Do multiple short practise starts on lots of topics.
At the end of each week, send your best Sizzling Start to the teacher.
Weeks 3 & 4
Step 3: Tightening Tension
Learn the theory.
Practise ‘Writing Like a Witness’ on a newsworthy topic.
Use the ‘In the Moment’ activity template to describe a factual event.
At the end of each week, send your best Tightening Tension paragraphs to the teacher.
In Week 4 students also learn research skills about identifying facts versus opinions.
Weeks 5 & 6
Step 7: Endings with Impact
Learn the theory and list boring endings.
Hunt in news reports and informative videos for examples of the three ending techniques (link to the beginning; call to action; make the reader think). Repeat with different texts.
Write Endings with Impact for a given set of facts about an animal, place or thing.
Step 5: Show, Don’t Tell
Learn the theory and use the ‘5 + 1 Senses’ activity template.
Look for examples of ‘One is powerful’ (one item represents many) and ‘Walk a mile in their shoes’ (empathy for people and animals) in advertisements and informative texts.
Practise using all three techniques.
Step 1: Plan for Success
Step 4: Dynamic Dialogue
Learn the theory, especially the two parts to planning (brainstorming, and sorting and planning on the writing graph).
Begin planning the Life in Lockdown text.
Interview someone at home about lockdown, making sure to collect all the details accurately.
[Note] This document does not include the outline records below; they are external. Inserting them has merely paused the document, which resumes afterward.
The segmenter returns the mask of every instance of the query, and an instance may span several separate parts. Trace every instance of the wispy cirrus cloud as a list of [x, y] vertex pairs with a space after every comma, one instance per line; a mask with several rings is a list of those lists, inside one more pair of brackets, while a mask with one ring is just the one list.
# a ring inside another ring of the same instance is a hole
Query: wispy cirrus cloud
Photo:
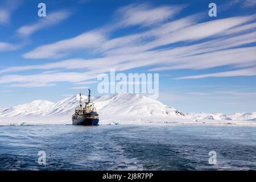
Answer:
[[244, 0], [242, 1], [242, 7], [251, 7], [255, 5], [255, 0]]
[[216, 92], [217, 94], [228, 94], [232, 96], [256, 96], [256, 92], [237, 92], [230, 91], [218, 91]]
[[105, 39], [105, 36], [102, 32], [92, 31], [73, 38], [39, 46], [23, 54], [22, 56], [27, 59], [61, 57], [75, 50], [84, 50], [97, 47]]
[[184, 76], [174, 78], [175, 80], [182, 80], [182, 79], [196, 79], [196, 78], [203, 78], [207, 77], [225, 77], [230, 76], [249, 76], [256, 75], [256, 67], [247, 69], [238, 69], [227, 72], [222, 72], [218, 73], [203, 74], [199, 75]]
[[45, 18], [40, 19], [34, 24], [24, 25], [19, 28], [16, 32], [20, 36], [28, 36], [35, 32], [56, 25], [69, 18], [71, 13], [67, 10], [60, 10], [47, 14]]
[[21, 1], [9, 0], [3, 1], [0, 4], [0, 25], [10, 23], [13, 13], [18, 8]]
[[89, 88], [89, 87], [85, 86], [75, 86], [75, 87], [72, 87], [70, 89], [77, 89], [77, 90], [78, 90], [78, 89], [83, 90], [83, 89], [86, 89], [88, 88]]
[[152, 7], [149, 4], [131, 4], [120, 8], [115, 16], [119, 26], [151, 26], [166, 22], [180, 11], [184, 6]]
[[0, 42], [0, 52], [16, 50], [19, 48], [19, 45]]
[[[220, 66], [228, 66], [232, 69], [239, 68], [233, 71], [175, 78], [177, 80], [255, 75], [256, 47], [241, 46], [256, 42], [254, 22], [256, 15], [238, 16], [203, 22], [199, 14], [192, 15], [167, 22], [159, 19], [158, 21], [161, 24], [156, 23], [157, 26], [147, 27], [139, 33], [113, 39], [108, 35], [110, 32], [99, 28], [75, 38], [41, 46], [24, 54], [23, 57], [60, 57], [72, 51], [86, 49], [92, 49], [92, 52], [100, 52], [103, 56], [90, 59], [69, 59], [44, 64], [7, 68], [0, 71], [0, 73], [52, 69], [84, 69], [85, 72], [44, 71], [36, 75], [6, 75], [0, 77], [0, 83], [82, 82], [96, 78], [98, 73], [109, 72], [110, 68], [125, 71], [146, 66], [154, 66], [155, 68], [149, 69], [151, 71], [204, 69]], [[153, 22], [151, 24], [147, 20], [140, 20], [136, 23], [126, 24], [155, 25], [156, 22]]]
[[[104, 49], [104, 47], [101, 47], [101, 45], [104, 43], [105, 45], [107, 44], [108, 34], [112, 31], [126, 26], [135, 25], [147, 26], [160, 23], [174, 16], [183, 8], [183, 6], [181, 6], [152, 7], [148, 4], [131, 5], [117, 11], [115, 16], [118, 17], [117, 22], [110, 26], [108, 25], [101, 28], [84, 32], [75, 38], [38, 47], [24, 53], [23, 57], [27, 59], [62, 57], [74, 50], [81, 50], [88, 48]], [[46, 22], [48, 22], [46, 21]], [[38, 25], [40, 26], [40, 24], [37, 23], [35, 27], [38, 27]], [[34, 29], [34, 27], [35, 26], [22, 27], [19, 32], [25, 33], [25, 34], [30, 33], [31, 30]], [[152, 33], [154, 34], [154, 32]], [[138, 38], [136, 36], [132, 36], [133, 38], [131, 36], [124, 39], [126, 40], [132, 39], [134, 40]], [[117, 40], [117, 42], [118, 42], [118, 43], [120, 43], [120, 41]], [[114, 41], [110, 43], [110, 44], [115, 43]]]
Save this for your report.
Step 6: Ban the Boring
Learn the theory, then focus on big picture editing.
Show a draft of the Life in Lockdown to a parent to assess using ‘Two Stars and a Wish’ before submitting final good copy to the teacher.
Shelley structured the Steps, releasing them in small bites, chunking and repeating the key techniques. They used text and video on lots of topics that were likely to appeal to her students. Towards the end of the unit, the focus narrowed in on the ‘Life in Lockdown’ theme.
The end pieces of writing from Shelley’s students showed the maturity and capability of her class, with some evocative yet informative writing from a year to remember.